With the warm weather and the holiday weekend, I figured it was about time we break out the ice cream maker for the season. At first, I planned to make a strawberry sorbet I made last year and loved. But since we're going to my in-laws' for a BBQ tomorrow, and they love lemon, I decided to give a strawberry lemon sorbet a try. I've had this recipe marked since last summer, so it was about time!

The flavor is a striking balance between sweet and tart, and it's really refreshing. My only (minor) complaint about it is the consistency--because you puree an ENTIRE lemon as one of the ingredients, the resulting sorbet is a teensy bit pulpy. As someone who cannot stand pulp in orange juice, it's a little off-putting for me. Still, it's not enough to keep me from eating it! I would just prefer a smoother consistency.

Strawberries are in season and on sale these days, so it's a perfect time to buy a ton of strawberries! We've been going through at least a couple of pounds a week. I love summer fruit!

Strawberry Lemon Sorbet
(Source: The Way the Cookie Crumbles)

Ingredients:
- 1 lemon, seeded and roughly chopped
- 2 cups sugar
- 2 pounds strawberries, hulled
- Juice of 1 to 2 lemons
- 2 tsp. rum or vodka (to prevent it from freezing too solid!)

Directions:
1. Place the chopped lemon and sugar in a food processor, and pulse until combined. Transfer to a bowl.

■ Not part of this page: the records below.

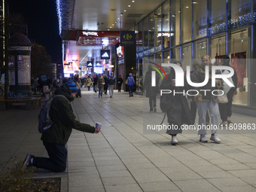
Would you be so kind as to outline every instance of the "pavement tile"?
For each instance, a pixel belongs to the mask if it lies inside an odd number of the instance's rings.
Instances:
[[[221,191],[205,179],[194,179],[173,181],[183,192]]]

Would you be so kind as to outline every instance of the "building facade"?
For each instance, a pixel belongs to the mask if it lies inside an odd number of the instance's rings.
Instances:
[[[148,60],[180,60],[185,71],[203,55],[216,65],[228,55],[239,76],[234,108],[256,115],[255,22],[256,0],[164,2],[133,29],[137,38],[137,90],[143,90],[143,68],[150,65]]]

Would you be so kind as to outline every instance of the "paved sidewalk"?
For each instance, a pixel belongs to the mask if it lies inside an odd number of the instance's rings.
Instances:
[[[148,99],[123,92],[101,99],[82,88],[82,98],[72,104],[74,111],[81,122],[102,123],[102,132],[74,130],[67,145],[67,170],[40,169],[38,177],[61,177],[62,191],[69,192],[256,191],[254,130],[219,132],[221,144],[209,141],[209,142],[201,143],[197,131],[187,130],[172,146],[164,132],[143,130],[143,124],[163,117],[159,108],[148,112]],[[39,111],[0,111],[2,172],[11,164],[11,156],[23,160],[27,152],[47,155],[37,130]],[[238,114],[232,120],[256,123],[254,117]]]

2. Puree the strawberries in a food processor, and add to the lemon mixture, along with the juice of 1 lemon. Taste and add more juice as desired. The lemon flavor should be intense but should not overpower the strawberries. Pour the mixture into an ice cream machine and churn until frozen.

3 comments:

Jel June 1, 2010 at 7:26 AM  

That looks so yummy!

When you say an entire lemon, do you mean skin and all?

Nina H.,  June 1, 2010 at 4:27 PM  

Looks amazing!

I also want to know...peeled or unpeeled lemons??

Heather June 1, 2010 at 8:44 PM  

Yes, the ENTIRE lemon... rind and all. The only thing you remove is the seeds. (I also cut off the little "stem" part.)